Researchers Harness AI to Repurpose Existing Drugs for Treatment of Rare Diseases
New AI model identifies drug candidates for thousands of rare diseases without current therapies
New AI model identifies drug candidates for thousands of rare diseases without current therapies
At a glance:
There are more than 7,000 rare and undiagnosed diseases globally.
Although each condition occurs in a small number of individuals, collectively these diseases exert a staggering human and economic toll because they affect some 300 million people worldwide.
Yet, with a mere 5 to 7 percent of these conditions having an FDA-approved drug, they remain largely untreated or undertreated.
Developing new medicines represents a daunting challenge, but a new artificial intelligence tool can propel the discovery of new therapies from existing medicines, offering hope for patients with rare and neglected conditions and for the clinicians who treat them.
The AI model, called TxGNN, is the first one developed specifically to identify drug candidates for rare diseases and conditions with no treatments.

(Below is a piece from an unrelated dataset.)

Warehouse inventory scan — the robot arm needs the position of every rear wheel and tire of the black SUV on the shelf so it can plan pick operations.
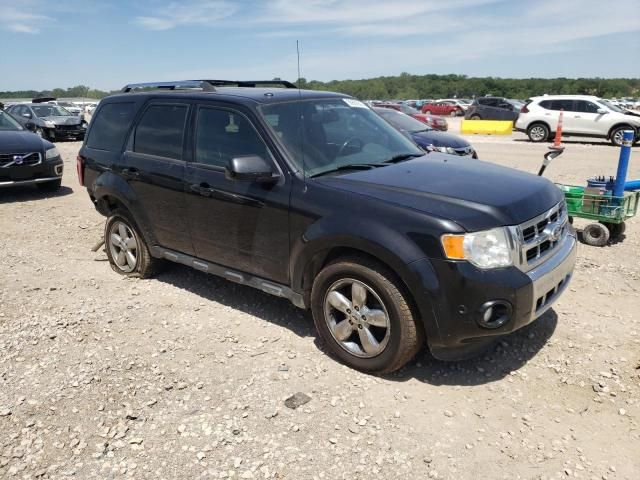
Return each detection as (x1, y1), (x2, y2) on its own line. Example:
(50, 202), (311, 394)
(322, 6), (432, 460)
(104, 209), (161, 278)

It identified drug candidates from existing medicines for more than 17,000 diseases, many of them without any existing treatments. This represents the largest number of diseases that any single AI model can handle to date. The researchers note that the model could be applied to even more diseases beyond the 17,000 it worked on in the initial experiments.

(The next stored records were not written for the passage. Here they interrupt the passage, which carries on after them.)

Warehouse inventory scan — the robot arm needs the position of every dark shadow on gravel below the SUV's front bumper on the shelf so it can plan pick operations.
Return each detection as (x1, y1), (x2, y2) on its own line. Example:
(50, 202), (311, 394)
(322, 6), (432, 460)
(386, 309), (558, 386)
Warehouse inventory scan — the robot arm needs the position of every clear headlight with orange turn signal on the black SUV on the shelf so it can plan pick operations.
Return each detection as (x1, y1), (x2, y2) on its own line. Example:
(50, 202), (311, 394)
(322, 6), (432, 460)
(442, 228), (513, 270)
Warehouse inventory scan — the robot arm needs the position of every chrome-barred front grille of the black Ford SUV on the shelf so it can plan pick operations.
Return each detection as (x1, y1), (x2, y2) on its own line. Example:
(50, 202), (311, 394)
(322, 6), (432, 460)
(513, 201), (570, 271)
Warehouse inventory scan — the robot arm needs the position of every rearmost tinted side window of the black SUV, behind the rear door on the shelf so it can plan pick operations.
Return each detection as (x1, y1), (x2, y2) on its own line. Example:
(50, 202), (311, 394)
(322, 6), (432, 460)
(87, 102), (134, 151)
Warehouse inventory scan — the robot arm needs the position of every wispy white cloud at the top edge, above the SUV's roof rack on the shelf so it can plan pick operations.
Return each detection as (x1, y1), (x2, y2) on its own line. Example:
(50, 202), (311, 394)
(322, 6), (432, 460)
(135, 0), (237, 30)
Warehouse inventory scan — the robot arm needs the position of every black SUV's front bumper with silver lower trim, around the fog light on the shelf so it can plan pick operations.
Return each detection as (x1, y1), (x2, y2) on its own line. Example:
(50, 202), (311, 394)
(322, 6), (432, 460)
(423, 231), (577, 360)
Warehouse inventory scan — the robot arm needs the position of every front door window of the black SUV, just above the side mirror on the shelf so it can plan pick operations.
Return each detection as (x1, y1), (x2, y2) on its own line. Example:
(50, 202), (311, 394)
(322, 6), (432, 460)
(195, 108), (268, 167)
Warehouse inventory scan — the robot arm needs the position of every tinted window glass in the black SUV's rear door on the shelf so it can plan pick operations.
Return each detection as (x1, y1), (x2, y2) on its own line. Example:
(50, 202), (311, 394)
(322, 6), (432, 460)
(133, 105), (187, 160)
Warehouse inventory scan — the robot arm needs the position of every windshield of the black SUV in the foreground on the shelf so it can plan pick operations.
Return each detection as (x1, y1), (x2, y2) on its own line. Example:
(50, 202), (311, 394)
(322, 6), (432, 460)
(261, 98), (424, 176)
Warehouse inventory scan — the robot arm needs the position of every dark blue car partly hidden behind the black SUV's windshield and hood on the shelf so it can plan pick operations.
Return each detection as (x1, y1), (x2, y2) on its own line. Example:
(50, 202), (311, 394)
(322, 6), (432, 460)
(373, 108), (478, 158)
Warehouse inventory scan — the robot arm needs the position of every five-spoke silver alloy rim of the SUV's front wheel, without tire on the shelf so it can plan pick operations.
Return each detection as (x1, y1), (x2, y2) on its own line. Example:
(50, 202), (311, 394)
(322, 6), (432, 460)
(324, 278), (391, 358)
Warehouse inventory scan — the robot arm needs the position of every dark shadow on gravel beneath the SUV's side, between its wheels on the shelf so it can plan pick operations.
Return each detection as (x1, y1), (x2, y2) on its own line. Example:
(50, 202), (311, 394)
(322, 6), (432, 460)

The work, described Sept. 25 in Nature Medicine, was led by scientists at Harvard Medical School. The researchers have made the tool available for free and want to encourage clinician-scientists to use it in their search for new therapies, especially for conditions with no or with limited treatment options.

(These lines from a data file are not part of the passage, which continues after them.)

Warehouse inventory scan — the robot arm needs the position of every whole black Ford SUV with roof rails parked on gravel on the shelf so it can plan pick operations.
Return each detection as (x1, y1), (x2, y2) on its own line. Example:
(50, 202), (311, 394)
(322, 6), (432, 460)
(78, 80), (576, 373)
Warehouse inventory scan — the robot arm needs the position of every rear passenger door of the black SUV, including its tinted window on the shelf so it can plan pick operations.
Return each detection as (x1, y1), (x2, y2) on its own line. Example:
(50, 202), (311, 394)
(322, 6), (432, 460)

“With this tool we aim to identify new therapies across the disease spectrum but when it comes to rare, ultrarare, and neglected conditions, we foresee this model could help close, or at least narrow, a gap that creates serious health disparities,” said lead researcher Marinka Zitnik, assistant professor of biomedical informatics in the Blavatnik Institute at HMS.
“This is precisely where we see the promise of AI in reducing the global disease burden, in finding new uses for existing drugs, which is also a faster and more cost-effective way to develop therapies than designing new drugs from scratch,” added Zitnik, who is an associate faculty member at the Kempner Institute for the Study of Natural and Artificial Intelligence at Harvard University.